O say can you sing?
Do you sing in the shower? I do. And I can tell you that I don’t sound anything like Jennifer Hudson at the Superbowl. But maybe you do. Or maybe you have a sister, a neighbor, a classmate, a choir director, or even a football coach who can belt out tunes like nobody’s business.
These are the people we hope will enter to win our national anthem singing contest, which launched yesterday and runs through April 13. The grand prize winner will receive a trip for two to D.C. to sing on Flag Day (June 14) at the National Museum of American History and at a Baltimore Orioles game in Oriole Park at Camden Yards, only a mile from where the giant flag was stitched together in 1813. A pretty fantastic prize, if you ask me!

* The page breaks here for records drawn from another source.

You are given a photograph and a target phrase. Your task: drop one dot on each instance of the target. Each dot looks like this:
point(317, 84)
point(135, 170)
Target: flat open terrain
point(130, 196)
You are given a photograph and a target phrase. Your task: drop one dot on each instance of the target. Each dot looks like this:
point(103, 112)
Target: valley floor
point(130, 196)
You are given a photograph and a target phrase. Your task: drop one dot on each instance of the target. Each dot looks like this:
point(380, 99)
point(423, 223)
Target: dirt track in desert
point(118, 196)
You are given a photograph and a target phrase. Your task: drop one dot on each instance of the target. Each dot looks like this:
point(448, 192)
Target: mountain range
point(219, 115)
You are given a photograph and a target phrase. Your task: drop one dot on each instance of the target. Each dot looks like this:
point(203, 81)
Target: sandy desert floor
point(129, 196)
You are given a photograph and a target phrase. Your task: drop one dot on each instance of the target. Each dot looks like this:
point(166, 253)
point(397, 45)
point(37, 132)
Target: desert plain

The museum is sponsoring the contest, along with USA WEEKEND Magazine, to kick off our Star-Spangled Summer celebration. We are honoring the 30-by-34-foot flag that inspired the national anthem and is now displayed in a special environmentally-controlled chamber in the museum. In the exhibition (available in the museum and online), visitors are encouraged to think about the ways Americans have used the Star-Spangled Banner—both the flag and the song—to express diverse ideas of patriotism and national identity.
What does the American flag mean to you? Francis Scott Key was so inspired by the sight of it flying over Fort McHenry after a 25-hour assault by the British that he wrote a song about it. Nearly 200 years later, you’re invited to sing that song your way—and compete for a chance to perform near to the very same flag.
Here’s what you need to do to enter: Record yourself singing the Star-Spangled Banner (just you—no groups). Upload your video to YouTube and add it to our contest group. Finally, don’t forget to spread the word far and wide about your entry. The more people who view your video, the better your chances are for rising to the top of the competition. (See the official rules for details.)
As for me? It’s a good thing I’m not eligible to win. I don’t think my warbling would impress you—and certainly not the judges. Best of luck!
Dana Allen-Greil is the new media project manager at the National Museum of American History.